THE Scottish independence referendum campaign changed me.
It wasn’t one moment that did so, it was a large collection of individual moments that, only when seen from afar, clearly changed my life. 2014 was the year I became a political activist worth a damn. It was also the year the paranoid proved to be prophets.
The referendum empowered Scotland’s civic debate in a way that has never been seen. Even if you were one of the few who didn’t turn out, it was remarkably difficult to not be at least partially engaged by it.
From the Yes perspective, it was a participative, inclusive and empowering process – civic networks of all kinds sprang up almost from nowhere: from Yes Scotland regional groups in every town and village, open events organised by each of the political parties, Women for Independence, national cross-society minority groups, artists and creatives and dozens more.
This became systemic and themes emerged throughout the movement: the meeting of people who came from different backgrounds and didn’t realise they had so much in common.
The tale is similar throughout, the disempowered finding their voice, projecting it with cheap gazebos, fold-down tables, self-made leaflets, newspapers, hired halls, invited speakers and reaching out across Scotland – covering a variety of pro-independence arguments.
The internet was the glue, quickly transforming the isolated into the connected. We found an untapped talent for activism. And certainly, Yes Edinburgh North & Leith (YENL) activists became a permanent fixture at their local hubs and doors across the community.
It was a year of, blips and bumps aside, inexorable climbing towards independence. From spending Hogmanay in the National Collective art cave dungeon cum planning facility to fixing their accursedly slow website, and then jumping straight in after getting much, much better at face to face persuasion, discussion, holding events and organising YENL’s canvassing and data collection facilities. It was a year of transformation.
The canvassing was an awful lot of fun. I wasn’t expecting it to be – I had visions of reaching people’s doors, slurring my words and falling over in dread and horror. After the first couple of doors, and learning your brief, this didn’t happen.
Plenty of people from YENL, local RIC, and independent Highlands MSP John Finnie turned up and hit the local doors. As the campaign continued, more and more people turned up to help – and the Leith & Pilton numbers continued to look more promising.

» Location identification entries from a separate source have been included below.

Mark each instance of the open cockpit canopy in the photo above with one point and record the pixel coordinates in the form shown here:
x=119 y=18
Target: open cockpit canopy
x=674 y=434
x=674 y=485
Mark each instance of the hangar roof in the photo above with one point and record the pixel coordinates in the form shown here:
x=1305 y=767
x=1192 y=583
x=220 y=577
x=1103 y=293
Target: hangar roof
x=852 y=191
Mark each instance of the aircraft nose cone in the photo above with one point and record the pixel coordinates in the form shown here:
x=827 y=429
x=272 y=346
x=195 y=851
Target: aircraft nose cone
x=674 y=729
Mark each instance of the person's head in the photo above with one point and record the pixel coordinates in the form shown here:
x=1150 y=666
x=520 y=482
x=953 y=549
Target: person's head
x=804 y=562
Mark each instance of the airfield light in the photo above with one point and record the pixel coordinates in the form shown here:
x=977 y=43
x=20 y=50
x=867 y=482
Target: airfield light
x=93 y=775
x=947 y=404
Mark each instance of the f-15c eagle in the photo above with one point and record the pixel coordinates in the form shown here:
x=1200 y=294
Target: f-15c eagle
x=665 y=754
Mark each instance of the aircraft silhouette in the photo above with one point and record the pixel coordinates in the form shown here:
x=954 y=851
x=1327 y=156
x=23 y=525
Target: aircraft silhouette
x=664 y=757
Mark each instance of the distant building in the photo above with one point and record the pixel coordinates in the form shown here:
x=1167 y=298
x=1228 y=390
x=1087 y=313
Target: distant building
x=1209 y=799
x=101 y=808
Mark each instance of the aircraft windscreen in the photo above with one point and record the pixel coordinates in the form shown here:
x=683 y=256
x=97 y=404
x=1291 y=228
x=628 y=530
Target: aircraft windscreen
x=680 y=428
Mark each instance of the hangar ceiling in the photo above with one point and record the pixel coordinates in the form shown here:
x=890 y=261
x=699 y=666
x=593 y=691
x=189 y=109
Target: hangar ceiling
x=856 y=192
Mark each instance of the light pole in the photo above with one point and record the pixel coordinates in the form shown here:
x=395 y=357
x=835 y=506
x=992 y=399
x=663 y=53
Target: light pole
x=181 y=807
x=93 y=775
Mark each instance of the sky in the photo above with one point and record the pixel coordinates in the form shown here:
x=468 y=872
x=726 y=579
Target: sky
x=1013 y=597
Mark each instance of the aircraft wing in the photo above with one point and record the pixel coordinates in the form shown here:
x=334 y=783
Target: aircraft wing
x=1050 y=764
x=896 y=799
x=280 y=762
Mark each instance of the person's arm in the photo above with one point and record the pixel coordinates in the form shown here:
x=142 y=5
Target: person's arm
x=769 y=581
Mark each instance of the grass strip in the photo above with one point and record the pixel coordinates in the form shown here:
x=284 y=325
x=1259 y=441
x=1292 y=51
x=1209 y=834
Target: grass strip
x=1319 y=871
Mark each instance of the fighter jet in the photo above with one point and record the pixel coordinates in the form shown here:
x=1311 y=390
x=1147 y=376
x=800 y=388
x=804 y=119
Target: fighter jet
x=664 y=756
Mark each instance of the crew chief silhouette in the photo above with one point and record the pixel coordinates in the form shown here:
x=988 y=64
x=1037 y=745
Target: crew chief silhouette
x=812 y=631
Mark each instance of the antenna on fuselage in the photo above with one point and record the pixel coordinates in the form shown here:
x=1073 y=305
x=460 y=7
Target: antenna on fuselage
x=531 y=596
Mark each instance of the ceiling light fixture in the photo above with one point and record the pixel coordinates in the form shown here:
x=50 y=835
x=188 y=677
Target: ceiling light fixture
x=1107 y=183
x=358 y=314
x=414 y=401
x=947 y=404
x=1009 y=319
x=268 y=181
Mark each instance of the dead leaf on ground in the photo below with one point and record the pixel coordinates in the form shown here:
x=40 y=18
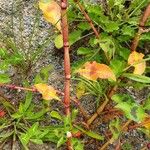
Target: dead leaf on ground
x=47 y=91
x=94 y=70
x=136 y=60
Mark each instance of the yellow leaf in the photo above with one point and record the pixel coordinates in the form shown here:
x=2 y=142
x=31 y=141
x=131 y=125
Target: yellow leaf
x=146 y=123
x=80 y=90
x=52 y=12
x=48 y=92
x=94 y=70
x=134 y=60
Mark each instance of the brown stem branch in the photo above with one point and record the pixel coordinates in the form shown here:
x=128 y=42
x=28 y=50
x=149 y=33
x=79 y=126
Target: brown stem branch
x=65 y=34
x=142 y=23
x=87 y=18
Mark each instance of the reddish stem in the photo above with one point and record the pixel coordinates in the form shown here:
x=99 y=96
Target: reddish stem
x=64 y=23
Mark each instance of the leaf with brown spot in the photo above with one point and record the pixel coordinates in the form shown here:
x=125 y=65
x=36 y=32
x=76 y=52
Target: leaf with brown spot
x=94 y=70
x=136 y=60
x=51 y=11
x=47 y=91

YENL got very well organised – collecting funds for a campaign office in the heart of Leith, we opened a shop full of Yes merchandise on Easter Road. My job was to organise and prepare canvass packs, and enter the data after every day’s canvassing into the often broken YesMo canvassing data system.
I encouraged notes on the canvassing sheets, so I could send follow-up letters from the campaign office.
I made a ton of friends – I made more friends in two years than I’ve made in the previous 31. I joined a political party, the Scottish Socialist Party, after their street activism against the bedroom tax.
My favourite moment in the campaign was when organising a Scottish Socialist Party public meeting on the Socialist case for Independence – Jim Sillars, Maggie Chapman and Colin Fox in the Eric Liddell centre in Edinburgh.
It was the hottest day of the year – and with 10 minutes to go, the room was empty. The clock struck 7pm and people started pouring in. We’d set out 80 seats, and quickly realised it wasn’t going to be enough.
Ignoring every health and safety regulation on room space, the meeting organisers sprang into action and gathered as many other chairs from the other rooms that could be spared and packed them in.
We set up a table with water and cups – and asked people to let us know if they needed water – to alleviate the heat.
Over a 110 people packed into a sweltering wee room, with more having to be turned away, to talk about socialism in an independent Scotland – in Morningside. That was the moment when I thought we could win the referendum, the ground was changing beneath our feet, and everything we knew was wrong.
I kept occasional notes in a diary: “I look around me in the Yes campaign and see aspiration to make life better. I look across at the No campaign, and see those saying it’ll only get worse.”
“I keep wondering how Nicola Sturgeon keeps answering the same damn questions over and over and over. I resolve never to stand for office.”
On Danny Alexander: “I could watch him being butt-stomped into a bed of nails all day and not feel a flicker of emotion.”
“The amount of amazing work I see from this campaign continues to astound and humble me. The key debate is permanent transformation. The Scottish National Party push optimism and self-belief.
“National Collective push imagination, fun and vitality. The Scottish Socialist Party push equality justice through a socialist platform. The Scottish Green Party push local governing and economy. Women For Independence create a grand space for the 52 per cent, reinvigorating gender politics.
“Labour for Indy seek to bring their party back. Common Weal brings out radical economics and affirming social policy. Radical Independence creates a space for a broad left movement.
“All of them. Every damn one of them puts boots on the ground. Speakers on the street, in our town halls, at doors and in our lives. We have not seen the campaign’s like before. And win or lose, Scotland will be better for having this engaged army of transformers.”
The referendum campaign changed me, and it changed Scotland. And no-one I know wants to go back in the box.